CLiC: Communicating in Language-Integrated Context

Background:

The goal in this fundamental research program was to explore basic issues in multi-modal communications between people and machines: understanding how ideas are communicated in context, how they are composed from simpler ideas into complex messages, and especially how references in a shared context are interpreted. For example, saying "Add one more" can have different interpretations depending on what is in focus in the context, what should be added to what and where to add it: 'a scoop of ice cream', 'a block to a stack', 'a task to an agenda', 'a note to a measure'.

The program as a whole has three use case domains:

  • Blocks World -- collaborate on building structures with blocks, either in the real world or in a simulated world.
  • Biocuration -- communication between human biologists and machine curators.
  • Collaborative Composition -- two or more participants work together taking turns to create a story.

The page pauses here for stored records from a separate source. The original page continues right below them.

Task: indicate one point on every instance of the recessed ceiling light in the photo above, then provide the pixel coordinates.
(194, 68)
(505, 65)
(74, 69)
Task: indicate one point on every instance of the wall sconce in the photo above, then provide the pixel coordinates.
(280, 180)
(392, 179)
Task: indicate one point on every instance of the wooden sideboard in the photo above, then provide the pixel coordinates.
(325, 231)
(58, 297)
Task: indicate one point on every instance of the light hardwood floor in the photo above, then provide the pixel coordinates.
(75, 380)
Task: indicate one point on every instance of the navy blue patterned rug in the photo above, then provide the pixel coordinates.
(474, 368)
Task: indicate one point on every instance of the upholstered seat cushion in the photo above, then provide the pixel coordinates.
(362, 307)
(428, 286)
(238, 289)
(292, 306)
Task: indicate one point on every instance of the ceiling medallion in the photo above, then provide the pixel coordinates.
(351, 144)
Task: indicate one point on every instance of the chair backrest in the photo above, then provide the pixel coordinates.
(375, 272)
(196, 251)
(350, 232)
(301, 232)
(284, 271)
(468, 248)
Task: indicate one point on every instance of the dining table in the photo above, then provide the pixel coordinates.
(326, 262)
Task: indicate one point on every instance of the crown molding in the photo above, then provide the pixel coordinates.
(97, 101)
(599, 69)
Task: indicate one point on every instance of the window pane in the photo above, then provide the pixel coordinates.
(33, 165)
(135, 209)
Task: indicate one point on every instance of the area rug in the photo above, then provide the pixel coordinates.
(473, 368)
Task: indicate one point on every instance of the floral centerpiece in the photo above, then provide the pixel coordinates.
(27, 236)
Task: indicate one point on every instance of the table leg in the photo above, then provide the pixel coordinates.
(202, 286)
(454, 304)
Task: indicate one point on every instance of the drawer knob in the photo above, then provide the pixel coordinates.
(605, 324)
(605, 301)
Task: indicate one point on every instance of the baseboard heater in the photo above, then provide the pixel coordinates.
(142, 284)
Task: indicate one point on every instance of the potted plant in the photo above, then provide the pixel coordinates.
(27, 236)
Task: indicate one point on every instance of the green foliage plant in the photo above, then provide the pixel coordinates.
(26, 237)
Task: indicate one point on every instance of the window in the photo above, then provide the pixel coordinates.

SIFT and teammates Tufts Medical School and Brandeis University participated in the first two use cases as part of a consortium that included IHMC, OHSU and Harvard Medical School, building a shared architecture for a dialog system.

SIFT Approach:

We developed the reasoning component for the shared architecture that was based on prior work by James Allen's group at IHMC and the University of Rochester. This component, called the 'Behavioral Agent' or BA, was responsible for interpreting the semantic representation of users text in terms of actionable goals or assertions as understood in the current context. This usually meant rendering the meaning as a directive that one of Harvard's or Tuft's biology agents could execute to answer a question or set up a simulation, as well as coordinating clarification dialogs with the user to settle ambiguities.

We teamed with James Pustejovsky's lab at Brandeis University and Brent Cochran's lab at the Tufts School of Medicine. Later, Martha Palmer's group at the University of Colorado, Boulder was added.

Infographic about SIFT's approach to CLiC

Benefits:

  • Generates language for issuing directives, making suggestions, asking clarification questions, and reporting status.
  • Tracks progress toward shared goals.
  • State-of-the-art situated cognition.
  • Plan libraries for identifying problem-solving opportunities.
  • Hierarchical contexts for resolving linguistic references against prior discourse, world entities, implicit entities, or shared goals.
  • Automated planning for intervening and interacting in a changing world.